One of the corner shops in Moorlands, Lancaster sells small cartons of milk for 35p.  The other, only a street away, sells them for 38p, so on the rare occasions I use my local shops, I tend not to visit that one.

However, I've just noticed that the latter shop sells milk in pint containers, unlike the conventional 500 ml (0.88 pint) cartons, so it's actually the cheaper source of emergency milk.

Is it really worthwhile to sell pints any more? I can't be the only one to have failed to read the labels, presumed they were more expensive, and therefore presumed that all the shop's stock would be correspondingly more expensive than elsewhere. It's certainly cost the owner several years of my (infrequent) custom, all for the sake of 68 ml.


I assume that people just use the shop nearest them regardless of their ml-per-penny efficiency concerns. And by my reckoning 68ml is at least another 4 cups of tea so perhaps people are happy to buy the milk from that shop because it subconsciously registers that the milk (somewhat miraculously in their minds) goes further than that of the competitor.
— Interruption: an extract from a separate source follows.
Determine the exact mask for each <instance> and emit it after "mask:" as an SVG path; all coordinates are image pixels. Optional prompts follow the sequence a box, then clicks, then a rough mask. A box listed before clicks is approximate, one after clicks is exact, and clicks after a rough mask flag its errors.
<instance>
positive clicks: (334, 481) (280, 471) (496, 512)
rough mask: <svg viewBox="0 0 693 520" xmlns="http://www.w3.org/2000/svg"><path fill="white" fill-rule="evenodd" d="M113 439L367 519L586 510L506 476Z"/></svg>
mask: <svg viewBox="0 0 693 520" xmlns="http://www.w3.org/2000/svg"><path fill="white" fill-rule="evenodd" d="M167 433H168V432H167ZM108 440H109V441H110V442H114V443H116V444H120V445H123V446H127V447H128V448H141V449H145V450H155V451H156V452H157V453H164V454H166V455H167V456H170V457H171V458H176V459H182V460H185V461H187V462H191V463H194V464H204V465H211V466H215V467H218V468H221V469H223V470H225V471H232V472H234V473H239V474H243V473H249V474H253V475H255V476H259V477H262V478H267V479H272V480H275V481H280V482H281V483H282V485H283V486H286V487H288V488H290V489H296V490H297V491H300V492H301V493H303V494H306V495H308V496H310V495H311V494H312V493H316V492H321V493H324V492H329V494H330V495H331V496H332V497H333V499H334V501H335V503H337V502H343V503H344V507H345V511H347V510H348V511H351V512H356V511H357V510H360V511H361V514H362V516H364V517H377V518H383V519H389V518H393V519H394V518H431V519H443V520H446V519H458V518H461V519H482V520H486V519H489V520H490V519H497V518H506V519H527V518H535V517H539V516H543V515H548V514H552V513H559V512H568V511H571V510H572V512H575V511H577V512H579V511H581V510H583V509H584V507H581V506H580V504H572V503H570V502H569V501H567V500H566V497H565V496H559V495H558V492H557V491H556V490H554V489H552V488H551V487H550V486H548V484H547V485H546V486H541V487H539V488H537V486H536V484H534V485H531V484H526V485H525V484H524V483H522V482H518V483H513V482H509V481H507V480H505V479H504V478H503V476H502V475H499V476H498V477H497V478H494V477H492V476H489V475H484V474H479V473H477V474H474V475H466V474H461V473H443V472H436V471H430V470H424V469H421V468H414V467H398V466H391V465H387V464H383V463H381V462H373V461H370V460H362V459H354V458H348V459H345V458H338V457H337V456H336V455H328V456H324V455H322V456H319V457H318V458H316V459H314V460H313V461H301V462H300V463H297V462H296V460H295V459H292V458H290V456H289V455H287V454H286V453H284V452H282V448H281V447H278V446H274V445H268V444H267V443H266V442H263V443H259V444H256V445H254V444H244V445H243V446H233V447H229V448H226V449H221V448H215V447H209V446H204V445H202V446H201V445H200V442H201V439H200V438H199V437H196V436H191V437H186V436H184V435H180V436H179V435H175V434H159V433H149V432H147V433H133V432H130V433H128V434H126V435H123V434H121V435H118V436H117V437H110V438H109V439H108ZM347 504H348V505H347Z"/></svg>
Posted by AKALucifer at May 30, 2007 04:39 PM

I'm suggesting that people don't notice the difference in volume, simply see that a seemingly identical carton of milk is more expensive in one shop, and don't shop there, thinking everything else is more expensive too; that the shop could be losing custom unnecessarily by giving customers more than they expect.
Nice idea about the subconscious effect, but I doubt they get as far as buying the 'magic' milk. It's just 35p vs. 38p.